The firm has already established a crypto derivatives desk and is planning to launch three tokenization projects by 2025. These projects include the first U.S. fund tokenization and a euro-denominated digital bond. The tokenized money market funds sector has already surpassed $1 billion in assets under management, with projections suggesting it could expand to $2 trillion by 2030. Early liquidity in this sector is being provided by offerings from blackrock, Franklin Templeton, and various Web3 firms, creating opportunities for tokenized collateral to support more flexible and continuous settlement cycles.

Tokenized Treasuries have also seen significant growth, surpassing $5 billion, with BlackRock’s BUIDL leading the way. This growth is supported by recent policy developments that have removed major regulatory hurdles. The Office of the Comptroller of the Currency’s Interpretive Letter 1183, issued in March, allows national banks to conduct crypto custody, stablecoin operations, and distributed ledger settlements without prior approval. Additionally, the Federal Reserve, FDIC, and OCC collectively withdrew previous 2023 guidance discouraging crypto activity, aligning U.S. rules with global jurisdictions and part of broader deregulatory efforts.

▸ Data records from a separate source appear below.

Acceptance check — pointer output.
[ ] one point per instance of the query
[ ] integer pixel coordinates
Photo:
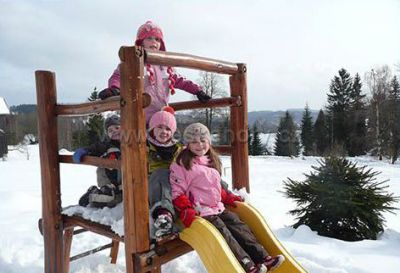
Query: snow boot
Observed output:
(273, 262)
(163, 224)
(84, 200)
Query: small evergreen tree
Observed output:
(256, 145)
(321, 134)
(394, 120)
(286, 142)
(306, 136)
(340, 200)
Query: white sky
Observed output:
(292, 48)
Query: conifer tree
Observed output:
(338, 107)
(321, 134)
(95, 122)
(340, 200)
(306, 136)
(286, 142)
(357, 140)
(394, 120)
(256, 145)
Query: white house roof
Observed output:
(4, 110)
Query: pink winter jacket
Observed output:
(201, 184)
(159, 91)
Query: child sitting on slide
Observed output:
(196, 190)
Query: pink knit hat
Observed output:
(149, 29)
(164, 117)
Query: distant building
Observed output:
(7, 127)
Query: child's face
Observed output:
(152, 43)
(199, 146)
(162, 133)
(114, 132)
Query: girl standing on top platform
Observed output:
(159, 81)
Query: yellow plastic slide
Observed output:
(266, 237)
(216, 254)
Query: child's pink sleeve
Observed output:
(177, 179)
(114, 80)
(185, 84)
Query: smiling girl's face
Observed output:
(199, 146)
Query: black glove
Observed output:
(202, 96)
(108, 92)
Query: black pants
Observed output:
(239, 237)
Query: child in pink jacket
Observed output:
(159, 80)
(196, 190)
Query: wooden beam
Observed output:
(93, 161)
(73, 221)
(213, 103)
(190, 61)
(68, 235)
(223, 149)
(50, 171)
(134, 155)
(239, 134)
(162, 254)
(94, 107)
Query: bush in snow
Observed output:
(340, 200)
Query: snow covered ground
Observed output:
(21, 245)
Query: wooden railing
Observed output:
(133, 164)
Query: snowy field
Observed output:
(21, 245)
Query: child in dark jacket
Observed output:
(159, 81)
(196, 190)
(162, 151)
(108, 192)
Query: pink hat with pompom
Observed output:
(149, 29)
(164, 117)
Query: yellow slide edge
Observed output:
(211, 247)
(266, 237)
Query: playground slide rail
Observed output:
(215, 253)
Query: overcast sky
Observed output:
(293, 48)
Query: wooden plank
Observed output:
(114, 251)
(94, 107)
(73, 221)
(162, 254)
(93, 161)
(68, 235)
(134, 155)
(50, 171)
(239, 134)
(213, 103)
(190, 61)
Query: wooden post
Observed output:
(50, 170)
(239, 124)
(68, 235)
(114, 251)
(134, 155)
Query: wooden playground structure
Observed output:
(58, 229)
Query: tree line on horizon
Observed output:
(351, 124)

Goldman Sachs is also considering spinning off its Digital Asset Platform (GS DAP) into a separate entity. This initiative aims to allow the platform to serve multiple institutions, improving efficiency and accelerating liquidity, which is essential for the secondary trading of tokenized Treasuries and other assets. However, challenges remain. Goldman continues to favor permissioned blockchains to meet compliance requirements, and bank custodians still face regulatory capital requirements tied to on-chain holdings under SEC guidance. Liquidity in tokenized bonds remains limited, suggesting that secondary markets will require time to mature.

The bank’s roadmap positions it to introduce tokenized government debt products that can be traded outside standard market hours. This approach reflects an effort to meet evolving institutional demand and align blockchain integration with traditional market mechanics. The initiative underscores Goldman Sachs' commitment to leveraging blockchain technology to enhance the efficiency and accessibility of financial markets, positioning the firm at the forefront of innovation in the financial services industry.